Sobre a indemnização às vítimas o recorrente fixa-se na arbitrada à vítima E…, no valor de 15.000,00€. Alega que parece exagerada porque não está provado o exacto número de crimes, nem a ofendida faz prova dos danos não patrimoniais. Não há relatório psicológico e não sabemos quais as particulares exigências de protecção da vítima.
Para o recorrente, só quanto a esta vítima, é que o valor da indemnização parece ser exagerado. Este tipo de vítimas são especialmente vulneráveis nos termos do artºs 67-A nº 3 e artº 1, alª j), ambos, do CPP. As vítimas de criminalidade violenta ou especialmente violenta são sempre consideradas vítimas vulneráveis. Não há pedido de indemnização cível. O arguido teve possibilidade de exercício do contraditório quanto a esta matéria. O tribunal a quo demonstrou quais os factos fundamento desta indemnização. Os danos não patrimoniais, violadores de direitos de personalidade, são evidentes e têm de ser arbitrados nos termos do artº 494 do CC, protegendo especialmente este tipo de vítimas.
Em conclusão argumenta o tribunal, ponderando a idade de cada um destes menores aquando dos factos acima descritos, a manipulação exercida sobre os mesmos, o nível de intrusão na esfera de privacidade de cada um e a afectação causada na respectiva liberdade de autodeterminação sexual, bem como a pressão e constrangimento da sua liberdade pessoal (sendo certo que o rebate físico e emocional das vítimas não se esgotam na dor ou nos sentimos de vergonha e/ou tristeza que possam ter experimentado, tendo também repercussões ao nível do seu salutar e harmonioso desenvolvimento na esfera afectivo-sexual e que ficará a marcar o seu percurso de vida), entende-se que, sem olvidar os demais factores mencionados no artigo 494º do Código Civil, é equitativo e proporcional fixar às vítimas (já de forma actualizada) os seguintes montantes indemnizatórios: 15.000,00€uros para E…; 10.000,00€uros para G…, 7.000,00€uros para L…; 6.000,00€uros para I…; 5.000,00€uros para J…; 2.000,00€uros para F…; e 1.500,00€uros para K… e H….
O valor da indemnização fixada, atribuído oficiosamente, é justo e equitativo. Mantém-se a indemnização.
Improcede a argumentação sobre as causas objecto do recurso atinentes às matérias do princípio in dúbio pro reo; medida da pena e indemnização arbitrada.
Procede parcialmente o recurso.

Assim e nestes termos acordam os juízes que integram esta Secção Criminal do Tribunal da Relação do Porto em julgar parcialmente procedente o recurso interposto pelo arguido B…, revogando a decisão recorrida, nos termos supra assinalados, condenando-se, agora, o arguido na pena única de 8 (oito) anos de prisão efectiva.
Quanto ao demais mantém-se a decisão recorrida.

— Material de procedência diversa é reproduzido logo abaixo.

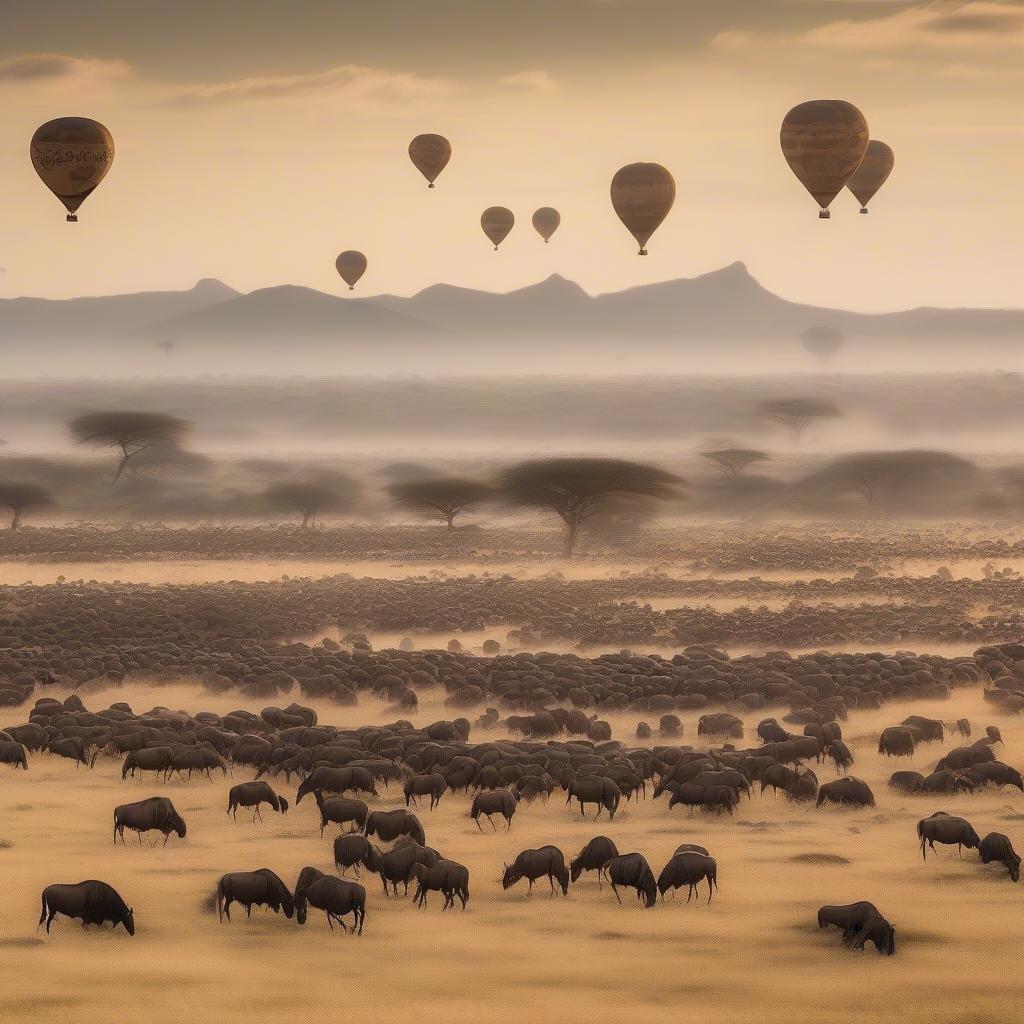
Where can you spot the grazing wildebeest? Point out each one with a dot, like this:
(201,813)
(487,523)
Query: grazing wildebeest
(445,877)
(155,814)
(688,868)
(947,829)
(548,862)
(252,795)
(260,888)
(422,785)
(593,857)
(595,790)
(339,810)
(336,897)
(996,847)
(846,791)
(633,871)
(91,902)
(354,849)
(389,825)
(492,802)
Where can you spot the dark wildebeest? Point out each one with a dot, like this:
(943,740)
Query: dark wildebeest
(996,847)
(846,791)
(688,868)
(389,825)
(432,784)
(633,871)
(155,814)
(91,902)
(336,897)
(445,877)
(355,849)
(252,795)
(947,829)
(493,802)
(548,862)
(595,790)
(339,810)
(593,857)
(261,888)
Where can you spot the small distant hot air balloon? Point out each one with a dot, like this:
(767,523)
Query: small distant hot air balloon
(72,156)
(497,222)
(546,221)
(871,174)
(351,265)
(642,196)
(430,155)
(823,141)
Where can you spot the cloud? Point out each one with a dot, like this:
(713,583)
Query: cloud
(361,86)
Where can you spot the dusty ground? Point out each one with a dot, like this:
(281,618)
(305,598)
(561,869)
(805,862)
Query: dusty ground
(754,954)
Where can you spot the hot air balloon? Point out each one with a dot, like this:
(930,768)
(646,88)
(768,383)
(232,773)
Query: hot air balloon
(642,196)
(823,141)
(351,265)
(546,221)
(72,156)
(497,222)
(870,176)
(430,154)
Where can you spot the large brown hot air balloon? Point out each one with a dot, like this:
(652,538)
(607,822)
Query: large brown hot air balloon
(823,141)
(497,222)
(430,154)
(72,156)
(351,265)
(870,176)
(642,196)
(546,221)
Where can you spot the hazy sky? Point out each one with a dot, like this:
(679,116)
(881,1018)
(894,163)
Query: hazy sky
(257,138)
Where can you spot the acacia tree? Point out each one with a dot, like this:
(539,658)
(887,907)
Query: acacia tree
(22,498)
(577,489)
(733,461)
(440,497)
(131,433)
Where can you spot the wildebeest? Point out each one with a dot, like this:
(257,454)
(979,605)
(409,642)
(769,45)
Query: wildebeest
(260,888)
(155,814)
(388,825)
(252,795)
(336,897)
(593,857)
(947,829)
(548,861)
(595,790)
(446,877)
(632,871)
(91,902)
(996,848)
(688,868)
(492,802)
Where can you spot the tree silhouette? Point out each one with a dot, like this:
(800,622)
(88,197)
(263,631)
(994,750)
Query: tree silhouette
(440,497)
(131,433)
(733,461)
(22,498)
(577,489)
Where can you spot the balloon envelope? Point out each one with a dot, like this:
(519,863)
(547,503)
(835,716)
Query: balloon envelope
(430,155)
(351,265)
(497,222)
(642,196)
(823,141)
(871,174)
(546,221)
(72,156)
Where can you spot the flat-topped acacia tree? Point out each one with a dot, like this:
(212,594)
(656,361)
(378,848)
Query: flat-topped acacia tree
(577,489)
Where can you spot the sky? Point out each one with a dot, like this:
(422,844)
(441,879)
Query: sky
(257,138)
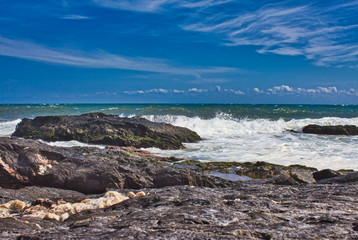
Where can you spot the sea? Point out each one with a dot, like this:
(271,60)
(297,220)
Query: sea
(230,132)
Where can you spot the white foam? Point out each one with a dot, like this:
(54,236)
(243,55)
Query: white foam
(7,128)
(228,139)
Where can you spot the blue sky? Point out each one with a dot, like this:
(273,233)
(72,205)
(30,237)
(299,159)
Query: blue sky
(178,51)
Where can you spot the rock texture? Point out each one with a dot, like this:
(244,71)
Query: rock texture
(99,128)
(325,173)
(267,172)
(331,130)
(87,170)
(246,212)
(63,193)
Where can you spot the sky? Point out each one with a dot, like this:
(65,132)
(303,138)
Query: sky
(179,51)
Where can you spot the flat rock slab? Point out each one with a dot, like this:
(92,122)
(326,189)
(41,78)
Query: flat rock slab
(25,162)
(331,130)
(247,212)
(99,128)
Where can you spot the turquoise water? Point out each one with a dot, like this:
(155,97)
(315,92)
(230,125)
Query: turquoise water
(205,111)
(230,132)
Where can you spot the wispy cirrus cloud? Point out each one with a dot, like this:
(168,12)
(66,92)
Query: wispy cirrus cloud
(217,90)
(36,52)
(75,17)
(287,90)
(324,33)
(158,5)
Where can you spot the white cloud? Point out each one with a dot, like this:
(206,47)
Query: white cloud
(286,90)
(238,92)
(280,89)
(154,6)
(197,90)
(75,17)
(257,90)
(324,34)
(100,59)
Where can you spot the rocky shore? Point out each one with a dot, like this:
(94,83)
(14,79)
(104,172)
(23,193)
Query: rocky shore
(122,192)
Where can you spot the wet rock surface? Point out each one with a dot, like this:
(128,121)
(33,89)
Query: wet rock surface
(99,128)
(88,170)
(247,212)
(51,192)
(267,172)
(331,130)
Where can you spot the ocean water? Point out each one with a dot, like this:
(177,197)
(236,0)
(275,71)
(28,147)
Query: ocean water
(230,132)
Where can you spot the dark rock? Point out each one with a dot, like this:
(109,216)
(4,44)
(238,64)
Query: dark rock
(277,174)
(331,130)
(325,173)
(30,194)
(181,212)
(349,178)
(87,170)
(100,128)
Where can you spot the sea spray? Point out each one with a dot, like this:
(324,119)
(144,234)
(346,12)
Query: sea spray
(230,139)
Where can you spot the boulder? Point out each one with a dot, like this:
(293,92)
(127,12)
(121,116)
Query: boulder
(331,130)
(26,162)
(349,178)
(181,212)
(99,128)
(325,173)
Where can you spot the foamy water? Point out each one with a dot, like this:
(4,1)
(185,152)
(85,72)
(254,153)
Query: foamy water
(242,140)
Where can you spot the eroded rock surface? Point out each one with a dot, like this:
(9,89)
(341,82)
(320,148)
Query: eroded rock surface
(88,170)
(99,128)
(245,212)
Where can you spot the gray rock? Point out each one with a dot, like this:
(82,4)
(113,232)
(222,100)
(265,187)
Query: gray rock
(325,173)
(181,212)
(88,170)
(100,128)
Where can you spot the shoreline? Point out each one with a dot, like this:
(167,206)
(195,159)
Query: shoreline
(51,192)
(167,202)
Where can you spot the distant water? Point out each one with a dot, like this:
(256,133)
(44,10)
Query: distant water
(231,132)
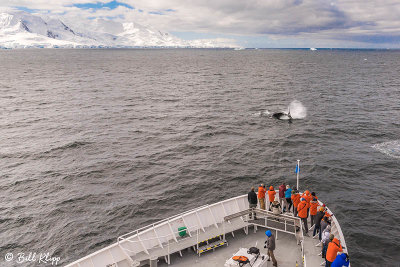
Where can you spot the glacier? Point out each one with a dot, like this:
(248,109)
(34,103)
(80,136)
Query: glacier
(21,29)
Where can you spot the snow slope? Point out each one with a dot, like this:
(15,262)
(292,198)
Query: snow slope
(24,30)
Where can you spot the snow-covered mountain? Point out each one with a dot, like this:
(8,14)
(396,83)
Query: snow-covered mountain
(24,30)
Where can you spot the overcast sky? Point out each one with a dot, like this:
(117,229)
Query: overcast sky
(249,23)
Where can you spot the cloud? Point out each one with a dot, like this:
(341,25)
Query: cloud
(358,22)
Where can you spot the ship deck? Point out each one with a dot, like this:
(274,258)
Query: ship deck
(160,244)
(287,252)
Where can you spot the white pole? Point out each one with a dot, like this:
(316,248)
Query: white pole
(298,172)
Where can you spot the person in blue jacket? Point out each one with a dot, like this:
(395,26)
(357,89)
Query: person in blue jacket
(341,260)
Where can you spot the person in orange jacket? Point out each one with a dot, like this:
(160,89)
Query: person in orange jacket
(313,210)
(307,196)
(261,196)
(333,248)
(271,195)
(296,200)
(302,210)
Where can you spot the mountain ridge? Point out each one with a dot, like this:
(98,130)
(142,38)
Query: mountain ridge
(20,29)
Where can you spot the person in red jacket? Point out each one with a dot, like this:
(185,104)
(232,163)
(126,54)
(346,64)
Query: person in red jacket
(261,196)
(302,210)
(313,210)
(333,248)
(296,200)
(282,200)
(271,196)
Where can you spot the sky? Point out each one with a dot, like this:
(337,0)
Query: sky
(250,23)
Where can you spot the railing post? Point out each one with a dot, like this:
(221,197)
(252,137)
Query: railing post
(212,215)
(125,254)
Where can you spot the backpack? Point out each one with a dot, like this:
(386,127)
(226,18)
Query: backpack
(253,250)
(241,259)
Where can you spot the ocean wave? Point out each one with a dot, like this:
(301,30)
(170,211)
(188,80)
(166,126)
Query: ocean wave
(391,148)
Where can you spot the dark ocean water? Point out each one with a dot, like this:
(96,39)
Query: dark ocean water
(97,143)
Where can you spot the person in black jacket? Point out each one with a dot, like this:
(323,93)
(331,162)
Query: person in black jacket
(252,197)
(318,218)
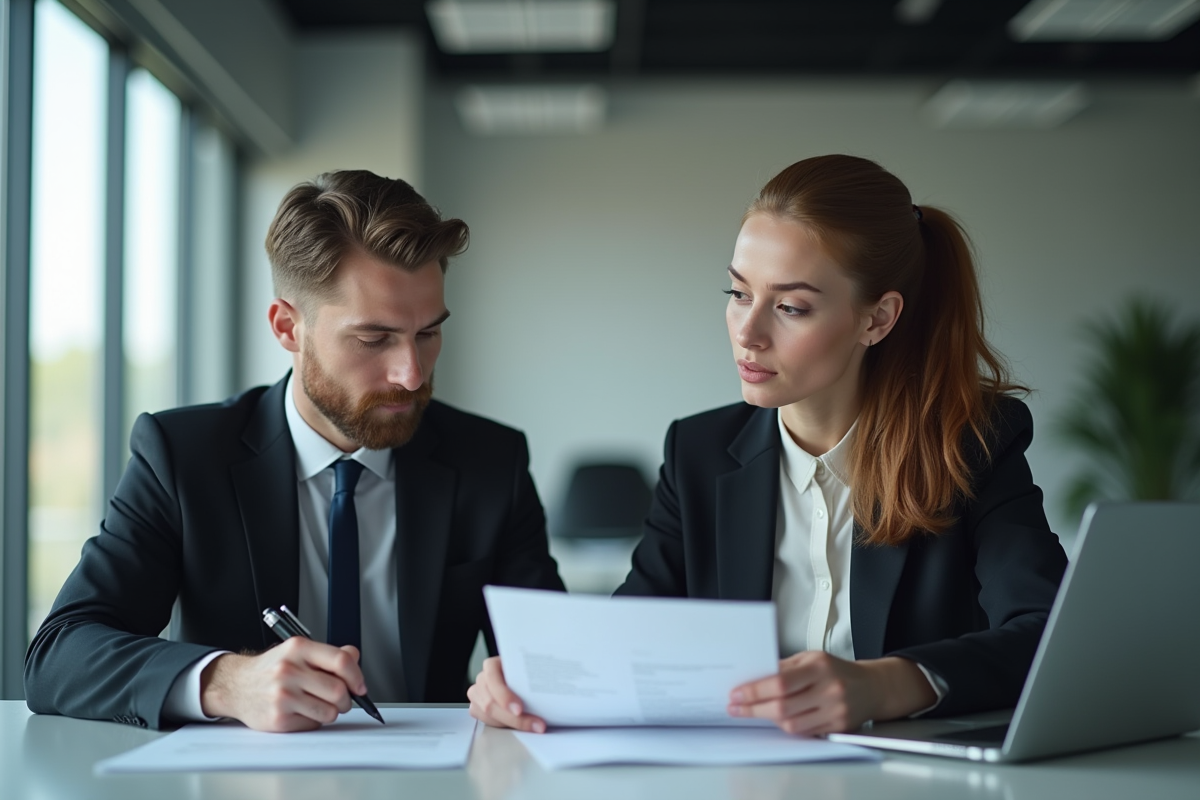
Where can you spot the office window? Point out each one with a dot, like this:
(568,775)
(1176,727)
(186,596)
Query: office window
(66,298)
(151,247)
(210,293)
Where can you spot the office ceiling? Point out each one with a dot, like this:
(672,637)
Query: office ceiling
(784,37)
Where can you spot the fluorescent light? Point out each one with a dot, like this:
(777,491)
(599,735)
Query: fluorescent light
(1103,20)
(1005,104)
(916,12)
(532,109)
(522,25)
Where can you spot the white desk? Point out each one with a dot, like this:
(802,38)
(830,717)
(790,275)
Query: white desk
(51,758)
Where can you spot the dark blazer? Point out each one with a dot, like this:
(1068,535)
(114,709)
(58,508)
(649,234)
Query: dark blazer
(969,603)
(203,534)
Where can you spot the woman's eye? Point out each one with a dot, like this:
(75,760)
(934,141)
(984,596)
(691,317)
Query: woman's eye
(792,311)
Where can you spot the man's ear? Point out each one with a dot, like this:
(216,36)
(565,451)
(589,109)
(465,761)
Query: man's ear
(286,324)
(882,318)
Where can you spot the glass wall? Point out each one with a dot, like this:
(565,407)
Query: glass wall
(151,247)
(66,296)
(168,268)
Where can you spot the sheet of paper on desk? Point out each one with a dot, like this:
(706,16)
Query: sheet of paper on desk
(586,660)
(567,747)
(409,739)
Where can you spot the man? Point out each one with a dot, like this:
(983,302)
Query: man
(228,509)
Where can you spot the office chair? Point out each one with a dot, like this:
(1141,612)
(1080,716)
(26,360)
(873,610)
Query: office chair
(604,500)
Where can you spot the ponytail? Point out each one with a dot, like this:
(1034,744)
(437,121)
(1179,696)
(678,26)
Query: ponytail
(934,377)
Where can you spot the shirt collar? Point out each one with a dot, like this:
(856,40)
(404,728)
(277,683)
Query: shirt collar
(315,452)
(801,464)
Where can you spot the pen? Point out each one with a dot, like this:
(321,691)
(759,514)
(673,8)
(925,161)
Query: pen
(286,625)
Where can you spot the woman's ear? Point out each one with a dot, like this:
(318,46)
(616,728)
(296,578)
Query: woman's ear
(881,318)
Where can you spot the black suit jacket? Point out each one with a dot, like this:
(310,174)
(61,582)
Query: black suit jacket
(203,533)
(969,603)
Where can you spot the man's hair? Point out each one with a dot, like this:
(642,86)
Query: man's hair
(321,221)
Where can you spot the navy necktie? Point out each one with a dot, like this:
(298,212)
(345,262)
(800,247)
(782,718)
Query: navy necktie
(345,625)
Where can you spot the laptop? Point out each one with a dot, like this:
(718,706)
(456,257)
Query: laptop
(1117,661)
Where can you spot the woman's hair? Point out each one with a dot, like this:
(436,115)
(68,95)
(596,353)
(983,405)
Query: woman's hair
(935,376)
(319,222)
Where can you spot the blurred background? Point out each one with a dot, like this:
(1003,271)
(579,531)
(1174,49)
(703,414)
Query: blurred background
(603,152)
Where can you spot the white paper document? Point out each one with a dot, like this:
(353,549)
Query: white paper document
(409,739)
(586,660)
(567,747)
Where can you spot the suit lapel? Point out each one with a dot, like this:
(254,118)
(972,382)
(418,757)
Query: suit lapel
(265,486)
(425,491)
(747,503)
(874,575)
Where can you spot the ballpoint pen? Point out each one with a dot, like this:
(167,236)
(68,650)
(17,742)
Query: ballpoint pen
(286,625)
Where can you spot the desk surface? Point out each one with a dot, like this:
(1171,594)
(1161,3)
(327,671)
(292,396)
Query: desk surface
(49,757)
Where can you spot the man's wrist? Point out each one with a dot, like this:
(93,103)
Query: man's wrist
(216,685)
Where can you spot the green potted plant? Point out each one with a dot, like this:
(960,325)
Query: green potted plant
(1137,414)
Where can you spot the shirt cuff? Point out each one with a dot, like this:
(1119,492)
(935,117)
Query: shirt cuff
(937,684)
(183,703)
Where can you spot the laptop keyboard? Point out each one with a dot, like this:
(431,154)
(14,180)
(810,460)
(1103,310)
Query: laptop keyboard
(990,737)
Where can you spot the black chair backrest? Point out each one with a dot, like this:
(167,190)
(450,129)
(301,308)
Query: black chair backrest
(604,501)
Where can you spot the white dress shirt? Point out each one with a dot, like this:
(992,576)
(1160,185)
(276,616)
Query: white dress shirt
(375,501)
(814,540)
(814,536)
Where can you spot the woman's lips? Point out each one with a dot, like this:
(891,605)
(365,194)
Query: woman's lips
(754,373)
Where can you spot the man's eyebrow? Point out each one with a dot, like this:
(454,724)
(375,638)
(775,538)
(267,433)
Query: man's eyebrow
(780,287)
(379,328)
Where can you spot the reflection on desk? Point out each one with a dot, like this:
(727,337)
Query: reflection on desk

Custas pelo recorrente, fixando-se a taxa de justiça em 5 (cinco) UCs.
Registe e notifique.

Porto, 6 de Fevereiro de 2019.
Horácio Correia Pinto.
Moreira Ramos. (voto a decisão, embora sem aderir á fase do crime de tese sucessiva, atentas as possibilidades do caso presente, por considerar que dessa forma se alcançou uma solução justa e equilibrada.)